It might be that I don't understand how it works though :)
In order to test how my model training script performed on a benchmark dataset, I converted the stored MNIST to a set of png images. I have them organized in two ways:
Method 1. I have a "train" folder and a "test" folder where images are stored without further organization. I have a dataframe for the train and test set, with column 1 listing the absolute directory, and column 2 listing the label. I've carefully examined this csv- the labels and image listings appear accurate. I've captured and tested the output of flow_from_dataframe(), and it looks fine.
Sample of csv:
,test_samples,test_labels
0,/path/Data/test/6992.png,7
1,/path/Data/test/1380.png,9
2,/path/Data/test/5817.png,4
3,/path/Data/test/5295.png,5
4,/path/Data/test/5340.png,2
Method 2. I have a train and test folder, each with subdirectories for the different categories of images.
Other than how they're organized, these datasets are otherwise identical.
If I run my script and use flow_from_dataframe() with the assets from Method 1, the highest validation accuracy I can manage ranges from 0.01-0.05. If I run my script with flow_from_directory() using the assets in Method 2, my highest checkpoint is 0.93.
What could be the source of this disparity? Am I misusing flow_from_dataframe()? I'll share my scripts from each approach below. Thanks in advance for any insight.

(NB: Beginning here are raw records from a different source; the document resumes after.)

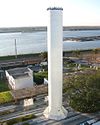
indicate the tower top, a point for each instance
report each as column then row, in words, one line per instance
column 55, row 8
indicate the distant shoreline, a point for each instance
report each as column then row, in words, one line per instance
column 82, row 39
column 44, row 28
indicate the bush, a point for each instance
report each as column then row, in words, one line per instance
column 20, row 119
column 84, row 92
column 3, row 86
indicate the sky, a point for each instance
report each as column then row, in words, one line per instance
column 25, row 13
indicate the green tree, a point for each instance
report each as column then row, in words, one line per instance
column 84, row 92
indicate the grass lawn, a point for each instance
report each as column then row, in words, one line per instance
column 3, row 86
column 5, row 97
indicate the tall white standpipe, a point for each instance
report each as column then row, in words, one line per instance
column 55, row 110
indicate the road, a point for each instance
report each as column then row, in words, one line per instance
column 39, row 106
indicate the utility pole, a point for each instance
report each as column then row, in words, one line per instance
column 15, row 49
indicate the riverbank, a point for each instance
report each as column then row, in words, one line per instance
column 44, row 28
column 82, row 39
column 37, row 55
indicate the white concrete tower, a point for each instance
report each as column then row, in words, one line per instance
column 55, row 110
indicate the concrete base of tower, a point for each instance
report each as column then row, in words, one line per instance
column 56, row 114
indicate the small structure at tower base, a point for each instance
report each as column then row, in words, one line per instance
column 57, row 114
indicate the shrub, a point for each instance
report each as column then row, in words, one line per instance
column 20, row 119
column 84, row 92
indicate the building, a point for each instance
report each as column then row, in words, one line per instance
column 55, row 110
column 19, row 78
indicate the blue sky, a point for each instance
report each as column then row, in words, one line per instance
column 16, row 13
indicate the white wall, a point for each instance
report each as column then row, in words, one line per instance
column 23, row 82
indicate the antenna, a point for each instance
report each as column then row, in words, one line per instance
column 15, row 49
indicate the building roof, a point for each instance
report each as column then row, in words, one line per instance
column 19, row 72
column 29, row 92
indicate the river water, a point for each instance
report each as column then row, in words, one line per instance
column 35, row 42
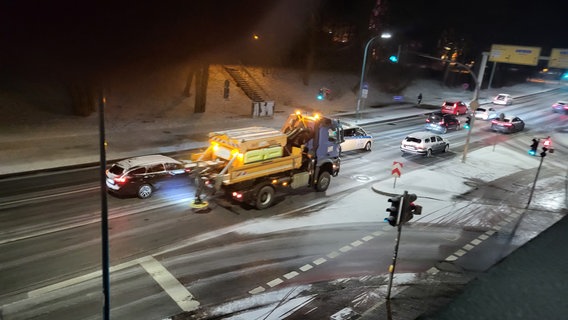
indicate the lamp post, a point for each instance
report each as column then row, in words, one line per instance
column 384, row 35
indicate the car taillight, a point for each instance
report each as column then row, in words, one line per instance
column 121, row 180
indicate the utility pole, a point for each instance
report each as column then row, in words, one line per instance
column 104, row 210
column 397, row 242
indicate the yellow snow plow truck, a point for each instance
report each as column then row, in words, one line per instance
column 249, row 164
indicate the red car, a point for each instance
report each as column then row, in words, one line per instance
column 454, row 107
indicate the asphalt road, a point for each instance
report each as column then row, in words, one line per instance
column 51, row 247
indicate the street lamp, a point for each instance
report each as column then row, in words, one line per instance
column 384, row 35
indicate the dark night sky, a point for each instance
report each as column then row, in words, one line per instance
column 46, row 34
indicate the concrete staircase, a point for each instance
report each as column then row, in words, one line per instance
column 246, row 81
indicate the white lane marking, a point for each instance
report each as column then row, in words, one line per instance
column 257, row 290
column 177, row 291
column 460, row 253
column 451, row 258
column 291, row 275
column 306, row 267
column 356, row 243
column 432, row 270
column 274, row 282
column 333, row 254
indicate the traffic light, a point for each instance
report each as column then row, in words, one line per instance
column 547, row 143
column 467, row 123
column 393, row 210
column 534, row 146
column 409, row 208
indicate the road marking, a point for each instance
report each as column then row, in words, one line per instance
column 451, row 258
column 356, row 243
column 433, row 270
column 274, row 282
column 177, row 291
column 291, row 275
column 257, row 290
column 460, row 253
column 475, row 242
column 306, row 267
column 333, row 254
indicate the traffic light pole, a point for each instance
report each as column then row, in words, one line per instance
column 397, row 242
column 543, row 154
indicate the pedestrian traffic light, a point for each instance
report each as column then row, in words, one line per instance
column 547, row 143
column 409, row 208
column 534, row 146
column 393, row 210
column 467, row 123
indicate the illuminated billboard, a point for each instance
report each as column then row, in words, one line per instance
column 558, row 59
column 514, row 54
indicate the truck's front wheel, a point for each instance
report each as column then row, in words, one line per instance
column 264, row 197
column 323, row 182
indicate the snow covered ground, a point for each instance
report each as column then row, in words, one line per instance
column 150, row 111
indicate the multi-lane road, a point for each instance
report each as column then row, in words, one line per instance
column 167, row 259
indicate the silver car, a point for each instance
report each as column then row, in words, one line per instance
column 486, row 113
column 424, row 143
column 356, row 138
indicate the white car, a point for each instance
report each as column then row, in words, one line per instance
column 486, row 113
column 424, row 143
column 503, row 99
column 356, row 138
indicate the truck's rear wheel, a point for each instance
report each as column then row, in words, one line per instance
column 323, row 182
column 264, row 197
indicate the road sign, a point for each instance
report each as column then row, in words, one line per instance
column 558, row 59
column 396, row 169
column 514, row 54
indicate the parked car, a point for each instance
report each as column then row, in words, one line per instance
column 486, row 113
column 424, row 143
column 503, row 99
column 141, row 176
column 507, row 124
column 442, row 122
column 560, row 107
column 454, row 107
column 356, row 138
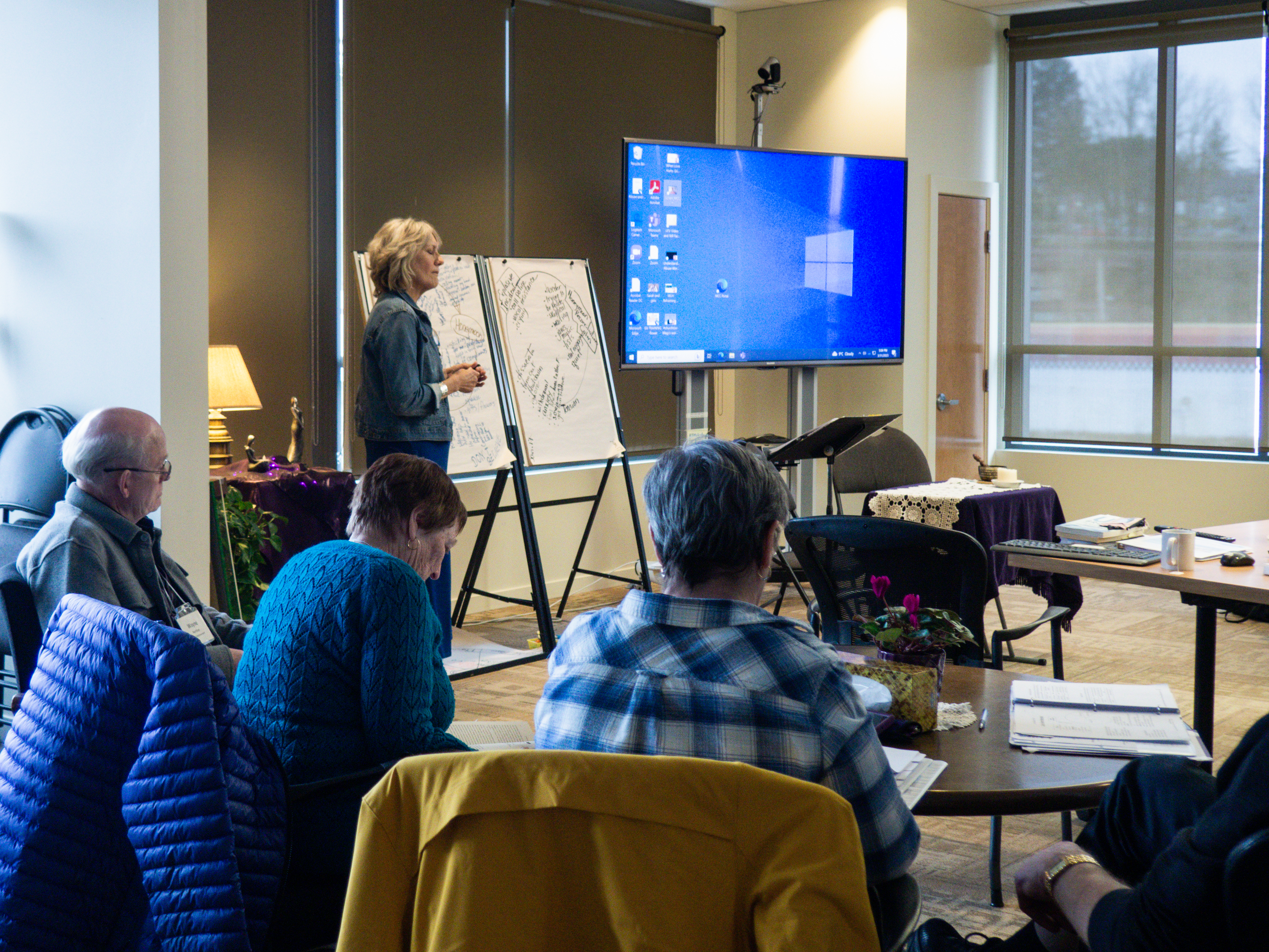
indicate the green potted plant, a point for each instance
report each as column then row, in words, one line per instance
column 914, row 635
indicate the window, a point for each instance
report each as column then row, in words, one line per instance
column 1136, row 224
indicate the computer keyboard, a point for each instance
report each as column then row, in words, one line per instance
column 1061, row 550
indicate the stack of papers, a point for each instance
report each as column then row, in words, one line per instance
column 914, row 774
column 1205, row 549
column 1108, row 720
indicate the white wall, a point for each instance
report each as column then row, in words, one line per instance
column 103, row 225
column 955, row 60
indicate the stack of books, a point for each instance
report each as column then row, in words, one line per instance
column 1108, row 720
column 1102, row 529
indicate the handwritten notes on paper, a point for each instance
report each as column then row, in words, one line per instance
column 457, row 318
column 555, row 360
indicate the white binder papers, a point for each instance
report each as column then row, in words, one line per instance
column 1110, row 720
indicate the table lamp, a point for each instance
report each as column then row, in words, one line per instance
column 229, row 388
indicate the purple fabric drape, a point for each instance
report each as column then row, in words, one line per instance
column 1022, row 513
column 314, row 499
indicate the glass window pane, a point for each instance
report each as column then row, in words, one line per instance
column 1215, row 402
column 1088, row 398
column 1220, row 144
column 1092, row 259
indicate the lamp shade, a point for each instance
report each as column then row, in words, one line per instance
column 229, row 385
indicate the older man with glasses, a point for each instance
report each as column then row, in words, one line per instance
column 101, row 542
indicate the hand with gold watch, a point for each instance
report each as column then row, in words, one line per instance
column 1061, row 866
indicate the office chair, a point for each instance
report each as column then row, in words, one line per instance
column 947, row 569
column 1245, row 879
column 545, row 850
column 19, row 625
column 32, row 479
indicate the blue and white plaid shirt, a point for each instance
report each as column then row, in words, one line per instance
column 696, row 677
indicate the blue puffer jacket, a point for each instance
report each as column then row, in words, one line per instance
column 137, row 812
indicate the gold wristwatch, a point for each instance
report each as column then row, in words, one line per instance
column 1061, row 866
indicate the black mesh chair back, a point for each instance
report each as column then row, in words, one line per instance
column 840, row 554
column 21, row 633
column 32, row 479
column 886, row 460
column 1247, row 875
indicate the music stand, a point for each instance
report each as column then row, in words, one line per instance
column 829, row 440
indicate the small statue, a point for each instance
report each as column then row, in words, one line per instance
column 254, row 465
column 296, row 451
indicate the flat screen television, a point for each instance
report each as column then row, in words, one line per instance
column 761, row 257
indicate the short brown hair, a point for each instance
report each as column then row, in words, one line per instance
column 393, row 249
column 393, row 488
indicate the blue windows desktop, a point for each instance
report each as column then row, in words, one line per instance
column 761, row 257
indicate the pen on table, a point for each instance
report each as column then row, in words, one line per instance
column 1201, row 535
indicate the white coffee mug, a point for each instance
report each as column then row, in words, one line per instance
column 1177, row 553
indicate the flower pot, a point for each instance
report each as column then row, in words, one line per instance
column 926, row 659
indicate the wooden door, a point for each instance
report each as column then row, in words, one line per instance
column 961, row 404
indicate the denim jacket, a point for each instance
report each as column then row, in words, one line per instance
column 401, row 375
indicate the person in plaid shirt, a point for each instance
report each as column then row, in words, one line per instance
column 701, row 671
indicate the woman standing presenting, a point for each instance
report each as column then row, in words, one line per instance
column 403, row 403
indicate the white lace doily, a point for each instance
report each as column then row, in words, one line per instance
column 952, row 716
column 935, row 503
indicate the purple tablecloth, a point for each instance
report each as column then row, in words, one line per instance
column 314, row 499
column 1021, row 513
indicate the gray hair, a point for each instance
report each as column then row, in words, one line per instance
column 86, row 456
column 710, row 506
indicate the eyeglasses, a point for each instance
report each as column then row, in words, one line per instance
column 164, row 474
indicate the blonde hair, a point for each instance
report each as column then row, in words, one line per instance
column 393, row 249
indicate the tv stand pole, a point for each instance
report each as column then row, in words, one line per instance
column 802, row 411
column 692, row 389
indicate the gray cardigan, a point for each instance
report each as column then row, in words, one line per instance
column 88, row 549
column 401, row 374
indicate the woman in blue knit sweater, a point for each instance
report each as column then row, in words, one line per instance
column 342, row 671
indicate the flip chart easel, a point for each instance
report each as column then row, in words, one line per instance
column 560, row 405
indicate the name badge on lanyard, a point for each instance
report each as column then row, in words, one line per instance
column 192, row 622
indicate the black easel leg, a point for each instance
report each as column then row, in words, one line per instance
column 487, row 527
column 534, row 557
column 586, row 535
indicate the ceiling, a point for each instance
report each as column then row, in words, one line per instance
column 996, row 7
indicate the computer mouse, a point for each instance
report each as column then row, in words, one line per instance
column 1238, row 559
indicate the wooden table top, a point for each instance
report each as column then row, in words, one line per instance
column 985, row 776
column 1245, row 584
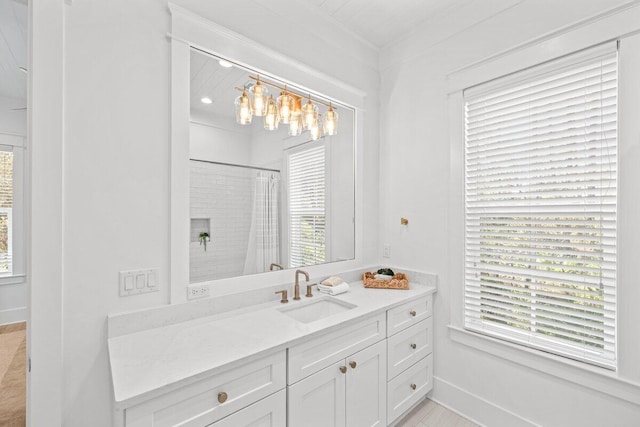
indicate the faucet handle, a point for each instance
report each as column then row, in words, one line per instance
column 309, row 294
column 284, row 296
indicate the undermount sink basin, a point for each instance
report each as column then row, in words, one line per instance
column 316, row 310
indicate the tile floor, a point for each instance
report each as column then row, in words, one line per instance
column 13, row 375
column 430, row 414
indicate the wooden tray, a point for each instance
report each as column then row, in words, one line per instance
column 399, row 281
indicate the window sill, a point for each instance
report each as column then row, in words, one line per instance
column 597, row 379
column 12, row 280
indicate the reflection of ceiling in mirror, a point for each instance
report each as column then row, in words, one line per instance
column 210, row 79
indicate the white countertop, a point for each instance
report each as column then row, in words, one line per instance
column 148, row 363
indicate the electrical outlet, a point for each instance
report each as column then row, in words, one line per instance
column 197, row 291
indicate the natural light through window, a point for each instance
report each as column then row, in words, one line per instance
column 540, row 208
column 306, row 200
column 6, row 212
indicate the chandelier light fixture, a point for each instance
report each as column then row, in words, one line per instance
column 287, row 109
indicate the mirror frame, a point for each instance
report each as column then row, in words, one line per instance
column 191, row 30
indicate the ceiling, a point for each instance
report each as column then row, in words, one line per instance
column 209, row 79
column 13, row 49
column 382, row 22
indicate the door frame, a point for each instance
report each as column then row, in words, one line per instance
column 45, row 221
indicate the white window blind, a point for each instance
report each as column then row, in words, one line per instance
column 540, row 208
column 307, row 218
column 6, row 212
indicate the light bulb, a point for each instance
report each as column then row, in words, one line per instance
column 330, row 121
column 271, row 118
column 285, row 105
column 295, row 126
column 309, row 113
column 243, row 109
column 260, row 97
column 315, row 131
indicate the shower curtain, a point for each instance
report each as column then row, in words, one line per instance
column 264, row 237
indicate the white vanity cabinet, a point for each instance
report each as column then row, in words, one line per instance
column 361, row 371
column 410, row 355
column 211, row 399
column 339, row 378
column 268, row 412
column 350, row 392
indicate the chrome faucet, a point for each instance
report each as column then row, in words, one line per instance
column 296, row 288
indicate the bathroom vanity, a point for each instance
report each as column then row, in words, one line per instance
column 358, row 359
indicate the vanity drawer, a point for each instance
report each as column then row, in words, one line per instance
column 409, row 388
column 408, row 346
column 213, row 398
column 318, row 353
column 268, row 412
column 408, row 314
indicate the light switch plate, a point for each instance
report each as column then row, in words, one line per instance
column 135, row 282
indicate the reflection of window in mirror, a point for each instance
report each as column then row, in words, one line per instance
column 306, row 188
column 260, row 211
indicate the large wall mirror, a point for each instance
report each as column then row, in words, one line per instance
column 272, row 186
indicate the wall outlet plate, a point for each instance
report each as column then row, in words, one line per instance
column 134, row 282
column 197, row 291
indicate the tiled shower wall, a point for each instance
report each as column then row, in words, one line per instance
column 223, row 195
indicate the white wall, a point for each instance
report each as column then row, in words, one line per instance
column 116, row 160
column 220, row 142
column 13, row 119
column 415, row 139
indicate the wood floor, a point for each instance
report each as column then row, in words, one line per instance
column 430, row 414
column 13, row 375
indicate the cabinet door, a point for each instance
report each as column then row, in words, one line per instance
column 268, row 412
column 367, row 387
column 319, row 400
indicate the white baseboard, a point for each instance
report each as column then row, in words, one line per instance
column 13, row 315
column 474, row 407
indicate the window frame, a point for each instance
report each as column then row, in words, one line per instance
column 286, row 193
column 546, row 341
column 621, row 25
column 16, row 144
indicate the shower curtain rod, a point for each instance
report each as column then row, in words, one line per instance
column 235, row 165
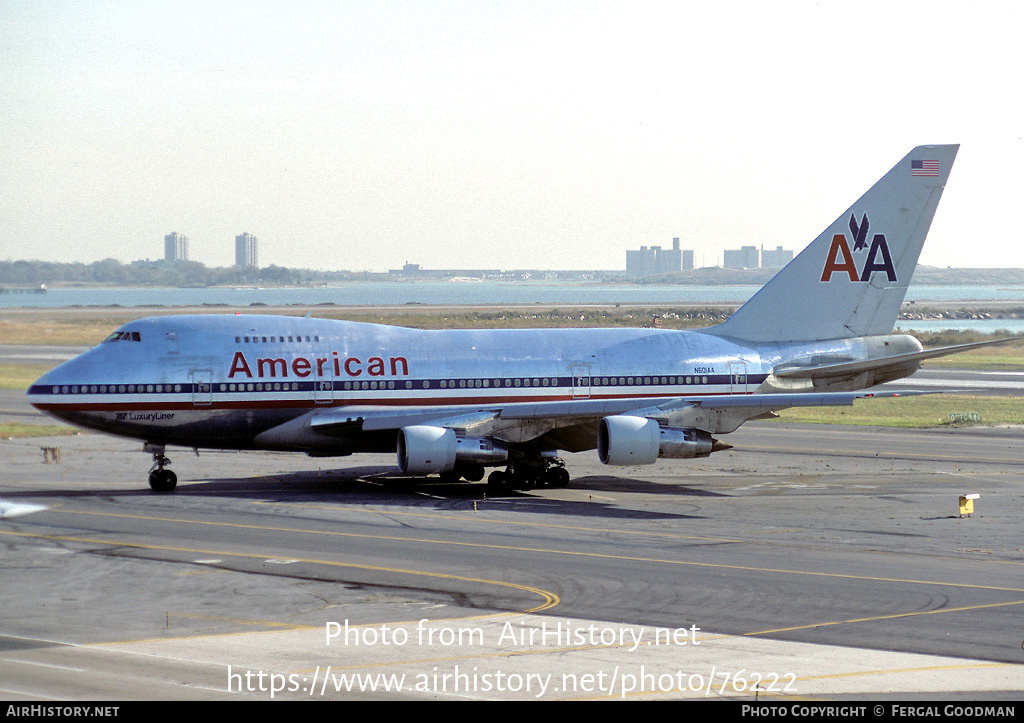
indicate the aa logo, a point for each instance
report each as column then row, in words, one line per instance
column 841, row 258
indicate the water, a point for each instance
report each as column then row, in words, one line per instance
column 476, row 293
column 464, row 293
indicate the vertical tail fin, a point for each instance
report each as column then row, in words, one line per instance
column 852, row 279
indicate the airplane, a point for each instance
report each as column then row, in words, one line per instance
column 455, row 402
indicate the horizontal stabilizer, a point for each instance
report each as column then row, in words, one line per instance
column 846, row 368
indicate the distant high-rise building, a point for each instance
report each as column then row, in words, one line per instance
column 245, row 250
column 655, row 259
column 775, row 259
column 175, row 247
column 745, row 257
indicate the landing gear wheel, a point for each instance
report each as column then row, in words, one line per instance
column 556, row 477
column 500, row 482
column 163, row 480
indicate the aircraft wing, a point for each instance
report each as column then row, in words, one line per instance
column 847, row 368
column 521, row 422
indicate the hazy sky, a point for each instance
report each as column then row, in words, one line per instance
column 361, row 135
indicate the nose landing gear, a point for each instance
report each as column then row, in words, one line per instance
column 161, row 479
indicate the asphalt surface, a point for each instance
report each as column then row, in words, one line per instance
column 810, row 561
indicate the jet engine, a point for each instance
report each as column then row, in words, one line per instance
column 428, row 450
column 624, row 439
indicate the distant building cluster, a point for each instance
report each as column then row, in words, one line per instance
column 657, row 260
column 245, row 250
column 749, row 257
column 176, row 249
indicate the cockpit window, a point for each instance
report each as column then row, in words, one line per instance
column 123, row 336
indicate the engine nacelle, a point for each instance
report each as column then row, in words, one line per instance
column 624, row 439
column 428, row 450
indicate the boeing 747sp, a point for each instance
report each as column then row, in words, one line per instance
column 456, row 402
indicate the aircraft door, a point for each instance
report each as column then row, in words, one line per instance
column 737, row 377
column 202, row 384
column 324, row 379
column 581, row 381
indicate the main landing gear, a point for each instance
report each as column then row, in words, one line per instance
column 161, row 479
column 528, row 473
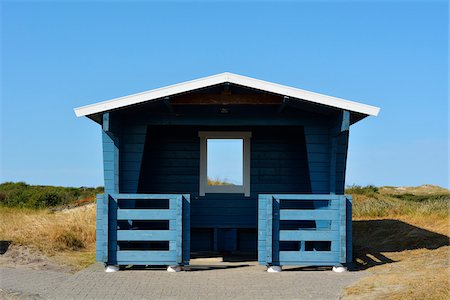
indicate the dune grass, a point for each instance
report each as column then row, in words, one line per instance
column 68, row 236
column 401, row 236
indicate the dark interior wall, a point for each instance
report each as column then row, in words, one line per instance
column 159, row 153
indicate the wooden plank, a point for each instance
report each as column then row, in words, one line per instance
column 345, row 124
column 110, row 214
column 269, row 224
column 226, row 99
column 179, row 236
column 147, row 257
column 145, row 196
column 186, row 228
column 146, row 235
column 302, row 257
column 304, row 197
column 145, row 214
column 308, row 235
column 290, row 214
column 349, row 236
column 343, row 229
column 276, row 232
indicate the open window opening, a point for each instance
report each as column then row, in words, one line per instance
column 224, row 162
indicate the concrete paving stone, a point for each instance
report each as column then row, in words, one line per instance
column 240, row 281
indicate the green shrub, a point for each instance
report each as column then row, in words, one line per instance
column 368, row 190
column 69, row 240
column 20, row 194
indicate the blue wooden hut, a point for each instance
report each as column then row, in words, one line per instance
column 289, row 206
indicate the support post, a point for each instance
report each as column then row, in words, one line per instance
column 111, row 177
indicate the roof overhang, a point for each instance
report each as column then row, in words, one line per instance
column 222, row 78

Method 1: Garbage Validation Accuracy
import pandas as pd
import numpy as np
import keras
from keras_preprocessing.image import ImageDataGenerator
from keras import applications
from keras import optimizers
from keras.models import Model
from keras.layers import Dropout, Flatten, Dense, GlobalAveragePooling2D
from keras import backend as k
from keras.callbacks import ModelCheckpoint, CSVLogger
from keras.applications.vgg16 import VGG16, preprocess_input
# INITIALIZE MODEL
img_width, img_height = 32, 32
model = VGG16(weights = 'imagenet', include_top=False, input_shape = (img_width, img_height, 3))
# freeze all layers
for layer in model.layers:
layer.trainable = False
# Adding custom Layers
x = model.output
x = Flatten()(x)
x = Dense(512, activation='relu')(x)
x = Dropout(0.5)(x)
predictions = Dense(10, activation="softmax")(x)
# creating the final model
model_final = Model(input = model.input, output = predictions)
# compile the model
rms = optimizers.RMSprop(lr=1e-4)
model_final.compile(loss = "categorical_crossentropy", optimizer = rms, metrics=["accuracy"])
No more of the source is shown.